State-owned China National Petroleum Corp. quietly issued a report in the summer predicting that China’s oil consumption—a major driver of growth in recent decades—will begin to fall by 2030, if not sooner. Global demand is expected to follow suit…
“The question is more a question of when, rather than if,” Dominic Emery, BP’s vice president for long-term planning and policy, told the Economist Energy Summit in London this month. BP says oil demand could fall by the late 2020s if tougher emissions laws are enacted…
Peak demand “will be later than the common dates that are being thrown around, but if it does happen, because we’re building multiple engines for the economy and we’re planning for an economy beyond oil, we’ll be ready,” Saudi Arabia’s energy minister, Khalid al Falih, told a conference in Istanbul last month.
Needless to say, other big firms, such as Exxon, remain optimistic, and OPEC forecasts that demand will grow beyond 2040. But BP and Total, among others, are hedging by building up alternative energy businesses.
As Wiliam Gibson said, “The future is already here — it’s just not very evenly distributed.” But a question to readers: the underlying assumption in the Journal story, which appears to reflect conventional wisdom in the oil biz, is that more stringent regulations on greenhouse gas emissions is what poses a danger to oil demand.
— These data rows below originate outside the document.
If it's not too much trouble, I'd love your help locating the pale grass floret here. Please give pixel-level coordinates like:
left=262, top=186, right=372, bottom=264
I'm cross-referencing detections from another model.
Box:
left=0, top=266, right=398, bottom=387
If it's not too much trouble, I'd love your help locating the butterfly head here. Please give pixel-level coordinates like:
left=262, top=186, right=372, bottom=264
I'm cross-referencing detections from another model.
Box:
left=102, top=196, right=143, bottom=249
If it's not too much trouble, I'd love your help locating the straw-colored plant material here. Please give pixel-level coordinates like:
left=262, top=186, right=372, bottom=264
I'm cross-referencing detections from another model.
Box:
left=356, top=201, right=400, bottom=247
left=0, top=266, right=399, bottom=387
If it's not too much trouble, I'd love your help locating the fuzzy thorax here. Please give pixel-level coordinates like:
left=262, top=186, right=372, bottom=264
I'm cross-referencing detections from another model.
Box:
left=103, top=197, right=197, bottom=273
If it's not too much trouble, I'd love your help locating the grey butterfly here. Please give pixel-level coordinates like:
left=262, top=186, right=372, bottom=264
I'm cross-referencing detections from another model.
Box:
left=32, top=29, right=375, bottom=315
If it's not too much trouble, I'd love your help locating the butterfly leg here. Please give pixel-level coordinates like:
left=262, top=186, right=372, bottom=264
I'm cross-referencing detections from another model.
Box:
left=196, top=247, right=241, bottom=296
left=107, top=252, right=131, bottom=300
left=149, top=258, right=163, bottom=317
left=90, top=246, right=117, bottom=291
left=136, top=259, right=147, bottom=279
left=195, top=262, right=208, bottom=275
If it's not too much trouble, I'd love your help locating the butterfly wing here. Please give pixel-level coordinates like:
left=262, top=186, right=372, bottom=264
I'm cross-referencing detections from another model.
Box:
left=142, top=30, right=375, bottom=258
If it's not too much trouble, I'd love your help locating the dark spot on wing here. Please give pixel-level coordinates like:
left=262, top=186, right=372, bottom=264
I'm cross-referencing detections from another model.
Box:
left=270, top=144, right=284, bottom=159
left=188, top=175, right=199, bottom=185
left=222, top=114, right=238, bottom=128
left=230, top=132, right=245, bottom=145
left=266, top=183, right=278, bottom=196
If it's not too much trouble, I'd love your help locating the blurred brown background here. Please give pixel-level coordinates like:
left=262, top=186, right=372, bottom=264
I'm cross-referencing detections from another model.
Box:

I wonder if that is the only mechanism by which that could occur. What look like economic tail events, like a hard landing in China, or generational changes in attitudes towards energy use, could have a significant dampening effect. Another negative would be a rollback of globalization, since shorter supply chains, generally speaking, should mean less consumption of fuel for transportation. While the plural of anecdote is not data, I wonder what positive and negative development readers see on the ground from your vantages in the US and abroad.